Nem mesmo quem produz comunicação fica de fora. Certa indústria de alimentos resolveu lançar um peru que avisava através do termômetro quando era hora de retirar a ave do forno. A embalagem continha todas as informações absolutamente corretas e a orientação quanto ao recurso do termômetro também estava muito bem explicada. Ocorre que a grande maioria não leu a embalagem por conta do que haviam visto no comercial. No VT, muito bem produzido, alguém teve a brilhante idéia de colocar o som de um apito parecido com o tipo utilizado nos microondas, no momento em que o pino vermelho subia avisando que o peru estava pronto. O tal apito na realidade não existia. Resultado: centenas de perus queimados e uma tremenda dor de cabeça para a indústria que teve de indenizar os mal orientados compradores.

As empresas estão descobrindo que educando o cliente e o vendedor e, melhorando os manuais, evitarão custos, brigas e desgastes por conta do manuseio errado de equipamentos, aumentarão a vida útil e conseguirão fidelizar o cliente pois, a tão propagada qualidade prometida será mais facilmente percebida pelo comprador do produto.

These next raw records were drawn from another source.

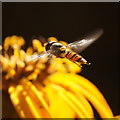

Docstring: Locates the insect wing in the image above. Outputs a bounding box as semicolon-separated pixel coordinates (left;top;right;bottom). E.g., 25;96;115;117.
66;29;103;53
26;50;52;62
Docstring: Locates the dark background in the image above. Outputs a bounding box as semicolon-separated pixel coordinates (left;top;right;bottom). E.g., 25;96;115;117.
2;2;119;117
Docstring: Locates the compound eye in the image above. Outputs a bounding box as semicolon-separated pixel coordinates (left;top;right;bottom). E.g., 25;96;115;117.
45;41;56;51
53;43;63;48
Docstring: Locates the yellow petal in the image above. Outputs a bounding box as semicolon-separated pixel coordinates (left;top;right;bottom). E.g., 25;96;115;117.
44;72;114;118
49;83;93;118
42;83;77;118
9;80;52;118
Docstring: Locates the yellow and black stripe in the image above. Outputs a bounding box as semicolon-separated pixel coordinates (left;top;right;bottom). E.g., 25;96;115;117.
65;51;83;63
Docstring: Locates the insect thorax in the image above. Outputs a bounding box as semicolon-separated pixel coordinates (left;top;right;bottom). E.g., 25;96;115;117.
50;42;66;57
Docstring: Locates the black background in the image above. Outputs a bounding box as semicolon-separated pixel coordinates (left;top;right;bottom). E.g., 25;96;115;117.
2;2;119;117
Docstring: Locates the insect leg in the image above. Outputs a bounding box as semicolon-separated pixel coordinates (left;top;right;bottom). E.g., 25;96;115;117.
73;61;82;68
47;54;53;60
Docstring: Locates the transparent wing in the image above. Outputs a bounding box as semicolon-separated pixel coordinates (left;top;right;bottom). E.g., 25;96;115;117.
66;28;103;53
26;50;52;62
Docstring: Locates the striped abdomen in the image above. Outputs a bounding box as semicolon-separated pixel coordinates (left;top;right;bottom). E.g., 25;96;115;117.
64;50;87;64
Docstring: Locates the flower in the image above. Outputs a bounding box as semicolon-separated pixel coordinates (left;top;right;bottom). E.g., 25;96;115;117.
1;35;119;119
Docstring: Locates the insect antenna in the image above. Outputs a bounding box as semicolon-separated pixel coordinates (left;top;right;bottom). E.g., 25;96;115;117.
73;62;82;68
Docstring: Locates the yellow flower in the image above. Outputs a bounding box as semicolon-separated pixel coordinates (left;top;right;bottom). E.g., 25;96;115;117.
1;36;119;119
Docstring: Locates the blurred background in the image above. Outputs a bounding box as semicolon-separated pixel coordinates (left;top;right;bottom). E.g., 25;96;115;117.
2;2;119;117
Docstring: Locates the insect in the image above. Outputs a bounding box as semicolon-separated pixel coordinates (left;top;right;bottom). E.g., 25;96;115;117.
28;29;103;67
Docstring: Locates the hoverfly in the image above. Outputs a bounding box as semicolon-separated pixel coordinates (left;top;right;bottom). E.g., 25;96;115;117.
27;29;103;67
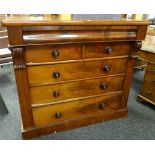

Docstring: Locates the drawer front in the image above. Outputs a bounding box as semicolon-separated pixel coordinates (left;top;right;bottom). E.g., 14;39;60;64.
30;75;124;104
27;58;127;85
139;51;155;64
32;93;122;127
144;72;155;85
141;82;155;102
25;44;82;63
143;63;155;85
85;42;131;59
145;63;155;73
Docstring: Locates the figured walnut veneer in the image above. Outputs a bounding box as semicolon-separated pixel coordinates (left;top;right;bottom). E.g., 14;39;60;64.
2;17;149;139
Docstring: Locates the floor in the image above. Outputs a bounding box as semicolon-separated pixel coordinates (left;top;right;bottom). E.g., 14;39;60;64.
0;65;155;140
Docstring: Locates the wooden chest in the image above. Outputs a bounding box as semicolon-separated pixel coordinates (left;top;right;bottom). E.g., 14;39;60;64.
1;17;149;139
137;35;155;105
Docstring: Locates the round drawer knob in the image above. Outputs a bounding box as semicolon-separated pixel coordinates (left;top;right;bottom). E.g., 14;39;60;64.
146;89;152;94
52;49;60;58
100;83;108;89
53;90;60;97
100;102;106;110
105;47;112;54
55;112;62;118
53;71;60;78
103;65;110;72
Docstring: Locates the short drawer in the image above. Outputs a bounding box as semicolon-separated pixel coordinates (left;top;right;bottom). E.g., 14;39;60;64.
27;58;127;85
144;72;155;85
145;63;155;73
25;44;82;63
84;42;131;59
32;93;122;127
141;82;155;102
143;63;155;85
30;75;124;104
139;51;155;64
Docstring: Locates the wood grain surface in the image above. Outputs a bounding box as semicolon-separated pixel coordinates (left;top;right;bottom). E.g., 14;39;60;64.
27;58;127;85
30;75;124;104
32;93;122;127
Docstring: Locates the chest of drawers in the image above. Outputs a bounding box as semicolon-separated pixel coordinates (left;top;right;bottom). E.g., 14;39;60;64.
2;17;149;139
137;35;155;105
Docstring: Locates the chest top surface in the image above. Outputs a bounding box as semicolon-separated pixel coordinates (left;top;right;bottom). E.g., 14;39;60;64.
1;16;150;26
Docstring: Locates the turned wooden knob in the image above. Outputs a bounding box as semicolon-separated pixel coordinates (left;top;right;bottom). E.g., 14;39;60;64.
53;71;60;78
52;49;60;58
151;79;155;84
105;47;112;54
103;65;110;72
55;112;62;118
100;102;106;110
146;89;152;94
100;83;108;89
53;90;60;97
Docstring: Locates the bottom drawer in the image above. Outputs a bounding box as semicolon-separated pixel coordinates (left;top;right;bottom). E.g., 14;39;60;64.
32;93;122;127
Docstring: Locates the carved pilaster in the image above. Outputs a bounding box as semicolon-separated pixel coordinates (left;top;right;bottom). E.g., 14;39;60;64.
11;47;26;70
129;41;142;59
13;64;26;70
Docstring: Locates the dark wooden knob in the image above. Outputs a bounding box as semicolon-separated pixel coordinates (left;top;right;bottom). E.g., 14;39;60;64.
151;79;155;84
53;71;60;78
103;65;110;72
55;112;62;118
53;90;60;97
146;89;152;94
100;83;108;89
52;49;59;58
100;102;106;110
105;47;112;54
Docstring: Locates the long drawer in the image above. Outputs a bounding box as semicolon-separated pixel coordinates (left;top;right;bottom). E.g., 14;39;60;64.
85;42;131;59
30;75;124;104
25;44;83;63
32;93;122;127
27;58;127;85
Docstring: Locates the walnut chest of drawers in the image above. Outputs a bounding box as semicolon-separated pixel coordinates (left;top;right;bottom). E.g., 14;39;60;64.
137;35;155;106
2;17;149;139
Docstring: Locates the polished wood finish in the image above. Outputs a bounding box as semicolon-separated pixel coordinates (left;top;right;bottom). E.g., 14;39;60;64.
121;41;142;108
137;34;155;106
7;27;24;45
30;75;124;104
27;58;127;85
84;42;130;58
23;108;128;139
11;47;34;128
2;17;149;26
143;63;155;84
33;93;122;127
138;48;155;63
2;17;148;139
23;31;137;44
25;44;82;63
23;25;138;31
141;82;155;102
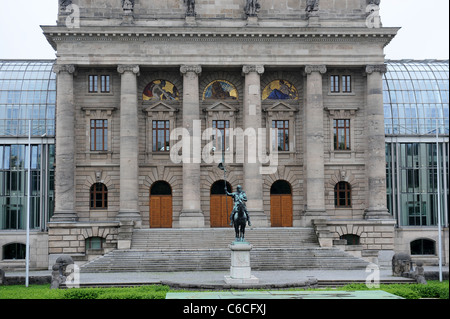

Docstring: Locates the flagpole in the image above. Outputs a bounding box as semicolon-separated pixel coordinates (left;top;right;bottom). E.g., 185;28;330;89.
436;121;442;282
25;120;31;287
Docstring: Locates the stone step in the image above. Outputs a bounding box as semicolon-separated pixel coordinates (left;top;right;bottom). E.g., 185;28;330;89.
131;227;319;250
81;248;369;273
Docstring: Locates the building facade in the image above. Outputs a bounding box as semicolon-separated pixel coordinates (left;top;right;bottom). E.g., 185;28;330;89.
0;0;448;270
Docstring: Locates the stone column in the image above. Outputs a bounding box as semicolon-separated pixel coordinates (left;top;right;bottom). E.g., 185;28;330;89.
179;65;204;227
51;64;77;222
304;65;327;225
117;65;141;222
242;65;268;227
365;64;391;219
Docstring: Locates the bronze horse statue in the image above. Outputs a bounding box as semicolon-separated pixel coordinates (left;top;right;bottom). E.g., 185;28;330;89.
233;200;248;242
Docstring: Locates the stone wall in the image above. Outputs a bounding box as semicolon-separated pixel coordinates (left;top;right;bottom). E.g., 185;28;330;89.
59;0;372;24
47;222;119;265
0;232;48;270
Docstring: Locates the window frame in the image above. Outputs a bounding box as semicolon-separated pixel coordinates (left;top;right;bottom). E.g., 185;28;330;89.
272;120;290;151
88;74;111;94
90;183;108;210
152;120;170;152
90;119;108;152
330;75;340;93
334;181;352;208
212;120;230;153
333;119;351;151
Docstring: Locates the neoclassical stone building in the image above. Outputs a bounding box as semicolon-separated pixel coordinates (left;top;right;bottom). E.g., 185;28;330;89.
39;0;407;266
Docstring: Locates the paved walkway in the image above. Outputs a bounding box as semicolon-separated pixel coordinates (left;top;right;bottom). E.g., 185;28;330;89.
7;267;448;289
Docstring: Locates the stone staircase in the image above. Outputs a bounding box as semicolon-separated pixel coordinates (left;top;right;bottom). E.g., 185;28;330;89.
80;228;369;273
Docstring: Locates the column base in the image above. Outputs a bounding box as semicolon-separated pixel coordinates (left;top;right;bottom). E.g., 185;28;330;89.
179;210;205;228
247;210;269;227
364;209;393;220
116;211;142;226
303;209;327;227
50;211;78;222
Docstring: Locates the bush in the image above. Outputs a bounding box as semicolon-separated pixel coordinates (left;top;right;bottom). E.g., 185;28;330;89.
341;281;449;299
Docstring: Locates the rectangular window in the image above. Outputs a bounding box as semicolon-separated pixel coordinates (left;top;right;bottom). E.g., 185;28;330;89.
90;120;108;151
152;120;170;152
89;75;110;93
342;75;352;93
88;75;98;93
330;75;340;93
272;120;289;151
212;120;230;152
100;75;110;93
334;119;351;150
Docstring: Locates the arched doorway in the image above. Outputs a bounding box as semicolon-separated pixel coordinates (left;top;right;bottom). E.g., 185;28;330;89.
210;180;233;228
270;180;293;227
149;181;172;228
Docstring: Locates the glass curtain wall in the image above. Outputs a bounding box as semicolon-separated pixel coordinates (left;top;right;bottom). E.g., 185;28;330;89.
384;60;449;227
0;61;56;231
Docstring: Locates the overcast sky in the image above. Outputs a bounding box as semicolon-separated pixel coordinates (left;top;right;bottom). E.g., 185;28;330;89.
0;0;448;60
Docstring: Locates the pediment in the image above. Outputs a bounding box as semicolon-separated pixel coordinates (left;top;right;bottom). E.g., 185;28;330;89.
144;101;178;114
264;101;297;113
204;101;238;113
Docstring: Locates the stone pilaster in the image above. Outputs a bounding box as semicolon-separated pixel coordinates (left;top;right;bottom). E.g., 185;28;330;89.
117;65;141;223
179;65;204;227
242;65;268;227
364;64;392;219
304;65;327;225
51;64;78;222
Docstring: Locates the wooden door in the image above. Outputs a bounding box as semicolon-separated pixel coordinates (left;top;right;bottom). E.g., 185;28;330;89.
150;195;172;228
270;194;293;227
210;195;233;227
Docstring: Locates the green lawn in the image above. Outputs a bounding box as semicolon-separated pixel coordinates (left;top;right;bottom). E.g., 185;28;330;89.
0;281;448;299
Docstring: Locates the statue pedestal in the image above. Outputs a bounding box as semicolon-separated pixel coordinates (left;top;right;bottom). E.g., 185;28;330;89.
224;242;259;284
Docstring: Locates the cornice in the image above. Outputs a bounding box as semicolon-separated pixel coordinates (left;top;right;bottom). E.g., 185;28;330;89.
42;26;399;48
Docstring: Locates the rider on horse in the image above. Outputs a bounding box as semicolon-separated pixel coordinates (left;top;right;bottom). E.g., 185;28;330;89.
226;185;251;227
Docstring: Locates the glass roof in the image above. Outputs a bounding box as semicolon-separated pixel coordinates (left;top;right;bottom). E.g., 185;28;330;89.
0;59;448;137
384;60;449;135
0;60;56;137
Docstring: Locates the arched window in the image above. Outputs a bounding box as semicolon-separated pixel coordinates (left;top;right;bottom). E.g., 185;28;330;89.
340;234;360;245
210;180;232;195
270;180;292;195
150;181;172;196
90;183;108;209
2;243;26;260
334;182;351;208
410;238;436;255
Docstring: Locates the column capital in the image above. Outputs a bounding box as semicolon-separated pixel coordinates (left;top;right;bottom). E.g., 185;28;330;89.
117;64;140;75
242;65;264;75
365;64;388;74
180;65;202;75
304;65;327;75
52;64;76;74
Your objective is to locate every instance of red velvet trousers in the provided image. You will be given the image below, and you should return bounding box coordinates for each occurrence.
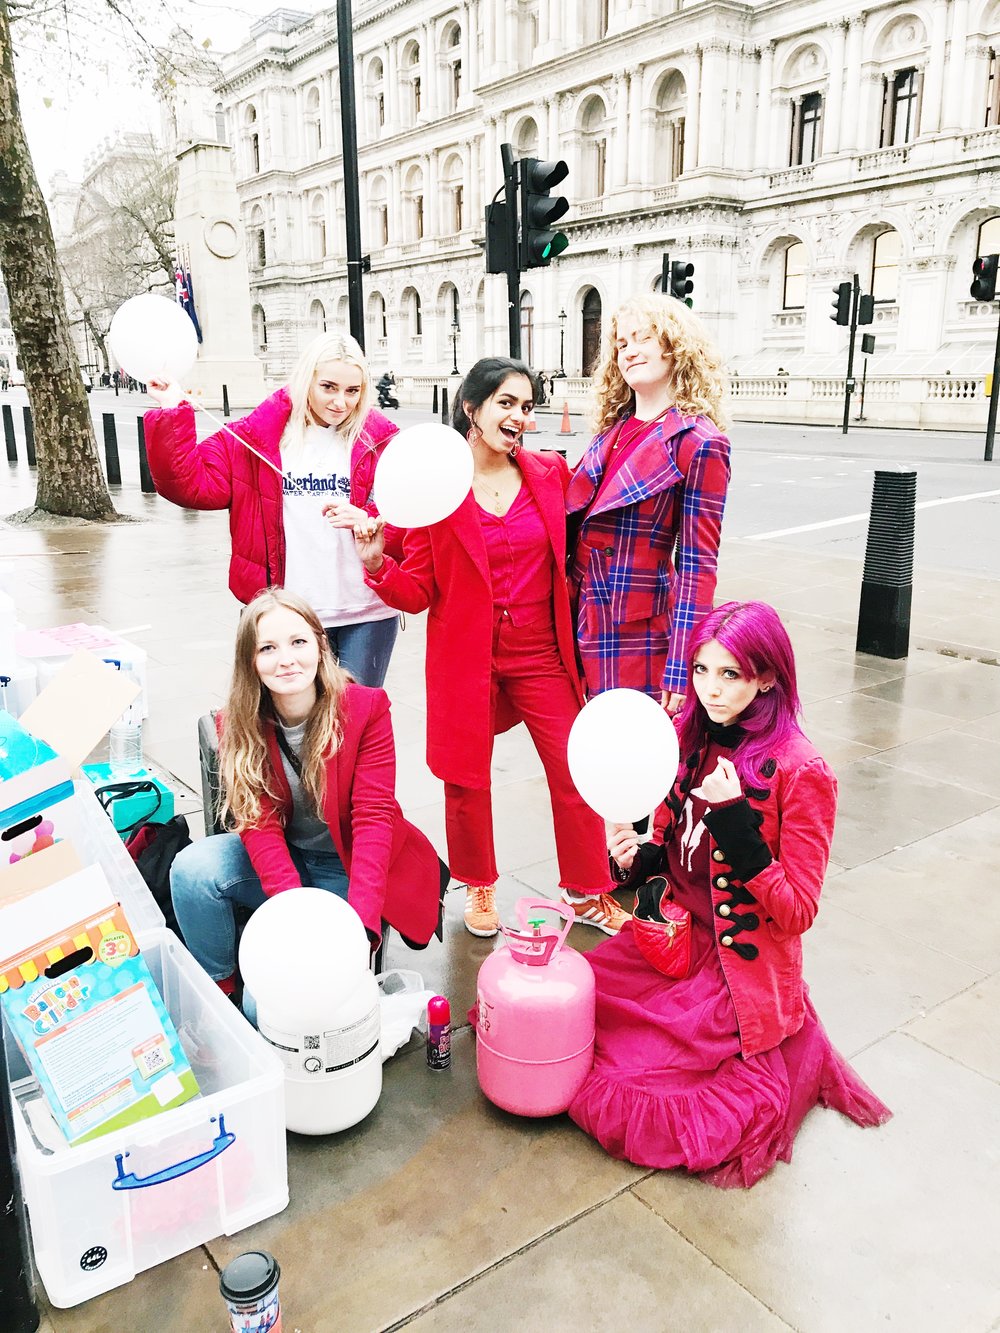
[444,607,612,894]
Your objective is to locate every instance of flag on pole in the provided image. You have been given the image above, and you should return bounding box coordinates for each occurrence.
[174,265,203,343]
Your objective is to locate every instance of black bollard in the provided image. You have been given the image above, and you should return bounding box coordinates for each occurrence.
[103,414,122,486]
[222,384,231,418]
[22,408,35,467]
[2,404,15,462]
[440,386,449,424]
[0,1028,40,1333]
[136,418,155,494]
[432,384,439,414]
[856,468,916,659]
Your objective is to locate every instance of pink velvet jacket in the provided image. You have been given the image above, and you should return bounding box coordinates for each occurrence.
[223,684,441,947]
[144,389,399,604]
[645,730,837,1058]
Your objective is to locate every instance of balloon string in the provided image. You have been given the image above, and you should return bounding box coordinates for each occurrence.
[183,395,310,498]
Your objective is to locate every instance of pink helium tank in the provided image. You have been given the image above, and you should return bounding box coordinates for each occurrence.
[476,898,596,1117]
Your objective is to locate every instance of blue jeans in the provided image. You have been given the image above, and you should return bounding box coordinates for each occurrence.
[325,616,399,687]
[170,833,348,982]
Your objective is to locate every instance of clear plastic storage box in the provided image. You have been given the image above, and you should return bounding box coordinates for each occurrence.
[3,789,289,1308]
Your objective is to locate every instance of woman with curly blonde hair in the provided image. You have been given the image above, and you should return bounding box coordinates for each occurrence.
[566,294,732,710]
[170,589,444,995]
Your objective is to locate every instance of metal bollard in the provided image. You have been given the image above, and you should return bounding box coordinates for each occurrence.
[222,384,230,418]
[22,407,35,467]
[2,404,15,462]
[856,468,916,659]
[432,384,439,414]
[136,418,155,494]
[440,386,449,424]
[102,414,122,486]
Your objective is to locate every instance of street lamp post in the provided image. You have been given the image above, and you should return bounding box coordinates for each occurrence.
[558,308,567,377]
[450,320,460,375]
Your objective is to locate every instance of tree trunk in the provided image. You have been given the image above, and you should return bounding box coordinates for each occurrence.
[0,1,116,519]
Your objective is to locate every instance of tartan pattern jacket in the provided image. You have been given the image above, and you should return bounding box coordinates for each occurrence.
[566,409,731,698]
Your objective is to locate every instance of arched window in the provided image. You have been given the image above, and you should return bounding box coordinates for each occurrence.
[309,195,327,260]
[582,288,602,376]
[305,86,322,160]
[654,73,687,183]
[402,286,423,338]
[783,241,807,309]
[250,206,266,269]
[520,290,534,365]
[514,117,539,159]
[368,291,388,342]
[977,215,1000,256]
[310,299,326,332]
[871,229,900,302]
[215,102,227,144]
[251,304,267,352]
[368,174,389,247]
[441,155,464,233]
[579,97,609,199]
[366,57,385,135]
[402,42,422,124]
[445,24,462,110]
[404,165,424,242]
[245,104,260,174]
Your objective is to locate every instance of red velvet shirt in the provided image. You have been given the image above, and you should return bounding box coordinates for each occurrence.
[478,485,553,623]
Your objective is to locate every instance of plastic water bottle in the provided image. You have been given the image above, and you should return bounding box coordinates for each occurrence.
[108,660,143,775]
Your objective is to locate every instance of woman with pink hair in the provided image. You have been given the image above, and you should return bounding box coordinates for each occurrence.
[569,601,891,1187]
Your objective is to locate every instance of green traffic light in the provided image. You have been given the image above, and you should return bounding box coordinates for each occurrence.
[543,233,570,260]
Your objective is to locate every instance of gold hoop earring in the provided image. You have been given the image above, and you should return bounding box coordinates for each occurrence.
[508,441,522,459]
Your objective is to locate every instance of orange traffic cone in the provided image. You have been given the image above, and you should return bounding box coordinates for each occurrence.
[559,402,573,435]
[524,413,537,432]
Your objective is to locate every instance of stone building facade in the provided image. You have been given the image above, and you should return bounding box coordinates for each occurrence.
[217,0,1000,426]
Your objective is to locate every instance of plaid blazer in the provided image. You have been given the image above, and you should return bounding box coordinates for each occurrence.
[566,409,731,697]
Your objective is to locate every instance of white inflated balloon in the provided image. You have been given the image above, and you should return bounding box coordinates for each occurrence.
[567,688,680,823]
[373,423,473,528]
[238,888,371,1020]
[108,293,198,384]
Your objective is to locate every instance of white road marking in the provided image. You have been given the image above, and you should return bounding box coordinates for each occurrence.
[746,487,1000,541]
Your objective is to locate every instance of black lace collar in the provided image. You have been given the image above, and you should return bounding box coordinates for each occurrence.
[705,718,744,749]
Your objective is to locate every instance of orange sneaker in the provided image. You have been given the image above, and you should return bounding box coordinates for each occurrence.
[464,884,499,937]
[560,891,631,935]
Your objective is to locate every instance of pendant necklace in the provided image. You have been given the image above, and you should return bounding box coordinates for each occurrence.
[474,471,507,515]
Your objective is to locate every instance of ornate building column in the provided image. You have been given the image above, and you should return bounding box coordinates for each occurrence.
[685,48,701,172]
[943,0,970,131]
[839,16,865,152]
[922,0,949,134]
[613,74,629,189]
[824,24,846,155]
[698,41,727,168]
[385,41,399,133]
[628,69,644,184]
[754,43,774,170]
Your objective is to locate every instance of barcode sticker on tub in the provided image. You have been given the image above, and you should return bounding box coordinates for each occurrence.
[322,1006,379,1072]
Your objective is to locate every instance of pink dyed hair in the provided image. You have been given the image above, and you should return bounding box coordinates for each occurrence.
[675,601,804,783]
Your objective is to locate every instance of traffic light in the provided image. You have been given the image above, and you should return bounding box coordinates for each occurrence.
[830,281,851,326]
[858,294,874,326]
[970,253,999,302]
[518,158,570,269]
[485,203,512,275]
[670,261,694,306]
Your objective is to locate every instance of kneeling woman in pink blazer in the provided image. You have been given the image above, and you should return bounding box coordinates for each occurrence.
[170,589,443,993]
[352,357,626,940]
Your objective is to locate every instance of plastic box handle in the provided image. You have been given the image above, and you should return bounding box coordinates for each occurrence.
[111,1114,235,1190]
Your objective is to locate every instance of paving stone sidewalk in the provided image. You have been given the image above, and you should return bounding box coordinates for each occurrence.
[3,477,999,1333]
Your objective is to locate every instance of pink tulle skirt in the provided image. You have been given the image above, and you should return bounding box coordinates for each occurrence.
[568,924,891,1188]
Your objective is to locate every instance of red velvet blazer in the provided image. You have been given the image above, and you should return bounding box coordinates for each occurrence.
[228,684,441,946]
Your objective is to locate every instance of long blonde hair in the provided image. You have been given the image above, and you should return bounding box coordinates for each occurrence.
[280,329,372,460]
[218,589,349,832]
[590,295,729,433]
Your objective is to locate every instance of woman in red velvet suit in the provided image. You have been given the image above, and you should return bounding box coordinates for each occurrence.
[170,589,443,994]
[352,358,627,940]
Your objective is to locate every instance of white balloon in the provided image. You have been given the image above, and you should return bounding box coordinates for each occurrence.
[567,689,681,823]
[108,293,198,385]
[238,888,371,1022]
[373,423,473,528]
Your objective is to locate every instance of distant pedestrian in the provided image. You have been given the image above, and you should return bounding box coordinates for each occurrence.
[144,330,402,687]
[570,600,891,1184]
[566,294,731,710]
[0,368,8,392]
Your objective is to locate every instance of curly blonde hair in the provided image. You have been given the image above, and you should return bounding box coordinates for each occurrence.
[218,589,349,832]
[590,295,729,433]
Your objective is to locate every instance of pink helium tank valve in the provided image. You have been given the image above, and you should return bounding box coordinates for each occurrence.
[426,995,451,1070]
[475,898,595,1117]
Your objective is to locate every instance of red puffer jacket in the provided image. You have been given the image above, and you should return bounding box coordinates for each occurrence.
[144,389,399,604]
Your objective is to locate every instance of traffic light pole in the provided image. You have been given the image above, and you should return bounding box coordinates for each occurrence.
[842,272,861,436]
[500,143,521,359]
[337,0,365,349]
[985,305,1000,462]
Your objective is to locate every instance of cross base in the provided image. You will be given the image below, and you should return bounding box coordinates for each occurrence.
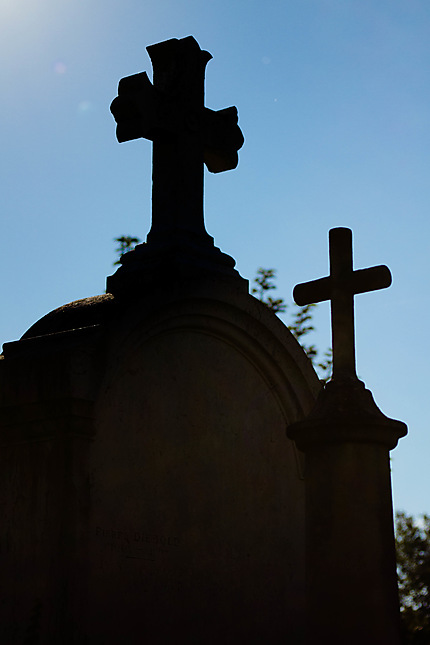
[106,234,247,298]
[288,377,407,451]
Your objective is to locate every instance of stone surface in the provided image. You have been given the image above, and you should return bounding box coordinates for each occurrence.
[0,325,101,644]
[21,294,116,339]
[288,379,406,644]
[0,280,320,643]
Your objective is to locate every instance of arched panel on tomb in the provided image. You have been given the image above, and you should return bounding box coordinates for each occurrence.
[85,294,320,643]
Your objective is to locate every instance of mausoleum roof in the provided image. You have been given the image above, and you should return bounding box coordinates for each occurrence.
[21,293,116,340]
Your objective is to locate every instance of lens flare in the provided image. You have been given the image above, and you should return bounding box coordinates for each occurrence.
[54,62,67,74]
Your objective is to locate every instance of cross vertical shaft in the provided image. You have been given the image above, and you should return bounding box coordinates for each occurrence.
[147,38,211,246]
[329,228,356,380]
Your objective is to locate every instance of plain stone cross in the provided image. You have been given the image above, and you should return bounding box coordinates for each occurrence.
[293,227,392,381]
[110,36,244,247]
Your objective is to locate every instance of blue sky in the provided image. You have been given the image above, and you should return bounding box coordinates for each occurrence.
[1,0,429,516]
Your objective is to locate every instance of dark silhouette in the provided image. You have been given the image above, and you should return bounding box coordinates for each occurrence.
[108,36,245,296]
[294,227,391,381]
[288,227,407,644]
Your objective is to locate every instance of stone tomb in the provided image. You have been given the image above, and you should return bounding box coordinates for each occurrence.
[0,35,321,642]
[0,281,319,643]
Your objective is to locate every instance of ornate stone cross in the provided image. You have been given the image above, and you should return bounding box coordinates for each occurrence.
[293,227,392,381]
[110,36,244,248]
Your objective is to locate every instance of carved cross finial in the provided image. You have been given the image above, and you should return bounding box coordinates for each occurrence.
[110,36,244,248]
[293,227,392,381]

Mas ai você deve perguntar; – Qual a receita para fazer um bom manual? Primeiro é ouvir o cliente. Depois deve utilizar técnicas o mais visuais que puderem (pra quem não sabe, nossa sociedade é áudio/visual-mandamos e-mail e ligamos pra saber se chegou). As imagens não devem ser desprezadas e o texto precisa ser o mais objetivo possível. Por último é preciso que o cliente teste o manual. Se tudo der certo, o produto estará completo e os problemas mais comuns serão ‘coisas do passado’ e estas histórias relatadas serão lembradas apenas como ‘folclore de profissão’. Por enquanto, a coisa ainda é muito séria. Coloquemos as barbas de molho e os manuais à mesa. É hora de revisar conceitos!

(*) Nomes fictícios.

Os nomes dos clientes e as marcas das empresas citadas neste artigo foram omitidas propositalmente.